The arbitration panel found that Morgan Stanley, Forte and McCoy were guilty of elder exploitation, breach of fiduciary duty, constructive fraud, unauthorized trading and churning, along with negligence, negligent supervision and they were unjustly enriched.
This case involved the accounts of Roy Speer, the co-founder of Home Shopping Network, and his Foundation against Ami Forte, his former mistress and stockbroker. The salacious details of the case involving their relationship were largely shielded from the public because FINRA arbitrations are held in closed private sessions.
Lynnda Speer, who was married to Mr. Speer for 52 years prior to his death in 2012 said, “I am very pleased the arbitrators realized Ms. Forte and her colleagues at Morgan Stanley breached their fiduciary duties to Roy and his Foundation and exploited him during a time of his continuing mental and physical decline.”
“We are hopeful the outcome of this case will prevent other elderly investors from being taken advantage of by their stockbrokers,” Mrs. Speer added.

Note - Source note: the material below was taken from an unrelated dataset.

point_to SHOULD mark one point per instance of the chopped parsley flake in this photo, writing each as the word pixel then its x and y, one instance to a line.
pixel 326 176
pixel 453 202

Guy Burns, the attorney for Mrs. Speer, said, “These hearings lasted for over 13 months as Morgan Stanley, Ms. Forte and her branch manager Mr. McCoy gave this case the most vigorous defense possible; but, in the end, they could not defend their outrageous conduct.”
The Speer interests’ were represented by Guy M. Burns and Scott C. Ilgenfritz from the Tampa office of Johnson Pope Bokor Ruppel & Burns law firm, who have a long history of successfully representing claimants in securities matters.